La distanciation physique étant difficile sur les bateaux, ceux-ci pourraient devoir naviguer avec un nombre limité de passagers et, dans certains cas, le port du masque sera obligatoire, comme c’est le cas pour le transport aérien.

Un navire comme le Louis-Jolliet, à Québec, qui peut accueillir habituellement jusqu'à 1000 personnes, pourrait être limité à 350 passagers. Ce sera impossible d’être rentable, affirme Lucie Charland.

C'est pour ça que l'industrie touristique demande au gouvernement des mesures de soutien, poursuit-elle. Par exemple, la subvention salariale qui couvre les employés saisonniers. Et un remboursement des frais fixes, comme les loyers portuaires, les taxes et les frais pour l'entretien et l'entreposage des bateaux, ce qu'on doit faire pour fonctionner en toute sécurité, indique la femme d'affaires.

Un contenu vidéo est disponible pour cet article

Des croisières qui tournent mal

Le secteur des bateaux de croisière a été l’un des premiers à être frappés par la COVID-19, et il a été durement touché. Dans divers coins du monde, des centaines de passagers ont été contaminés par le coronavirus.

Transport Canada a surveillé des centaines de bateaux qui transportaient des Canadiens.

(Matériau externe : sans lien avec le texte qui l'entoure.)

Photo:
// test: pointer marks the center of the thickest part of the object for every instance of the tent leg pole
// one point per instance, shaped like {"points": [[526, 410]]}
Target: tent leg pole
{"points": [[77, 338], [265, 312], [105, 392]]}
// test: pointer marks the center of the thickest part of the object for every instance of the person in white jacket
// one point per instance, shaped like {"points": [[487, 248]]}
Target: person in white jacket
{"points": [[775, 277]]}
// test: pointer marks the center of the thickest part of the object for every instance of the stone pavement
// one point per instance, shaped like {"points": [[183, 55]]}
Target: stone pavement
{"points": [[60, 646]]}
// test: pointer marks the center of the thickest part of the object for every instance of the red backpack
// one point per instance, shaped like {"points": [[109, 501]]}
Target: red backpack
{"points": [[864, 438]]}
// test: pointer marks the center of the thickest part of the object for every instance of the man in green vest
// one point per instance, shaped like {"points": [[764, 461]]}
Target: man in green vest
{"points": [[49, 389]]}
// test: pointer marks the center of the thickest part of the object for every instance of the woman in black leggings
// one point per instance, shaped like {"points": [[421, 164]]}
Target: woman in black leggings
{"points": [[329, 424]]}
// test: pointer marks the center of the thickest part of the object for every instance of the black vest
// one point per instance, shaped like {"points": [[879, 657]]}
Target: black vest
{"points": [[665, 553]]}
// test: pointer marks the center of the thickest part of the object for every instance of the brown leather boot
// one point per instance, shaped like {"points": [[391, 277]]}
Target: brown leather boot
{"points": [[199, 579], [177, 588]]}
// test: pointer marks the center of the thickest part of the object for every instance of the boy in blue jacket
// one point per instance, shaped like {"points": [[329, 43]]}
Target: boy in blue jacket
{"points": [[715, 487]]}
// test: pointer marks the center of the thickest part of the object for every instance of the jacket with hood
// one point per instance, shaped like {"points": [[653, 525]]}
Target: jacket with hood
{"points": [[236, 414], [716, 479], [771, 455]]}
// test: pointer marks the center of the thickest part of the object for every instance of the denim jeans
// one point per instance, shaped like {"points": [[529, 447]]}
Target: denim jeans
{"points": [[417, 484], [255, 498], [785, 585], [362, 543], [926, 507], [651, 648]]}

Ces bateaux, à bord desquels on combattait la pandémie, se sont vu refuser le droit d’accoster comme prévu dans les ports de pays qui fermaient tour à tour leurs frontières aux visiteurs étrangers afin de se prémunir contre le coronavirus. 

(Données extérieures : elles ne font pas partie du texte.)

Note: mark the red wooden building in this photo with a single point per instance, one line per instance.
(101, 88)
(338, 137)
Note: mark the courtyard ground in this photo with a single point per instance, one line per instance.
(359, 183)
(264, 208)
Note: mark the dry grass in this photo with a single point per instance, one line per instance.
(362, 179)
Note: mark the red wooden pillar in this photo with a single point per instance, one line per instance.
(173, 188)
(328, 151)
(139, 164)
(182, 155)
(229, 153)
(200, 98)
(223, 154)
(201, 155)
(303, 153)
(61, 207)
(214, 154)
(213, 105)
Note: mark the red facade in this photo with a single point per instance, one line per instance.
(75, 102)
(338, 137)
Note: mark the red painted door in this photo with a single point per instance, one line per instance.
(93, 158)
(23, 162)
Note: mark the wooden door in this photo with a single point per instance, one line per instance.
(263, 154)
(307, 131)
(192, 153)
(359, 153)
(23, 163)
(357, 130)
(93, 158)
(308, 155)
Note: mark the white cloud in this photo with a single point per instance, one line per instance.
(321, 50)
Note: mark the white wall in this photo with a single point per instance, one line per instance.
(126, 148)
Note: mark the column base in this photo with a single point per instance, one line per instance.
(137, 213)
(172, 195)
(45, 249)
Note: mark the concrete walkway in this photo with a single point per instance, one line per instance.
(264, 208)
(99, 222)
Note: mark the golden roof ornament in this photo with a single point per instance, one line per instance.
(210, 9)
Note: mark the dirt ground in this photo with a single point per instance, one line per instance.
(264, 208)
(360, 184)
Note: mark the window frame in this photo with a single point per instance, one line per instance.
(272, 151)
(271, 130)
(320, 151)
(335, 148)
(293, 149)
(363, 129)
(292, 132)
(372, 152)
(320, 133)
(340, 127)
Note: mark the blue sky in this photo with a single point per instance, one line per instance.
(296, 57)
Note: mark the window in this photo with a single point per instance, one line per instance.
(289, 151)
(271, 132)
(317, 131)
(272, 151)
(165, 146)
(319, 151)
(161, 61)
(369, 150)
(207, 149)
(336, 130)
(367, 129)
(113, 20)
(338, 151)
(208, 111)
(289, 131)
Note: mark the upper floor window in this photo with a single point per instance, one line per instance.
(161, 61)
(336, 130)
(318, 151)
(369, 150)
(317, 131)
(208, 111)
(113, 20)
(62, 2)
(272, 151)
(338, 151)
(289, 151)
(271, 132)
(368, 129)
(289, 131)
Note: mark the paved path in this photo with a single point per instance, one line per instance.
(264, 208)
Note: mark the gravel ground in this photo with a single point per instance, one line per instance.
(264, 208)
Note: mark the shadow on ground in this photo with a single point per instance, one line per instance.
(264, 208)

Après avoir séjourné à bord de navires aux prises avec la COVID-19, des centaines de Canadiens ont été ramenés, par avion, au pays et placés en quarantaine préventive à Trenton ou à Cornwall, en Ontario. Au moins une douzaine de passagers du Grand Princess, qui ont ensuite été placés en quarantaine à Trenton, ont été déclarés positifs.

Un couple de Québécois, qui se trouvait à bord du Diamond Princess, a été infecté par la maladie alors que le navire était en quarantaine dans le port de Yokohama, au Japon. Après avoir reçu des soins dans un hôpital japonais, les Ménard ont finalement pu rentrer à la maison, sains et saufs.

Toutefois, un autre passager canadien du Diamond Princess, contaminé par la COVID-19, est mort au Japon en mars après avoir été hospitalisé.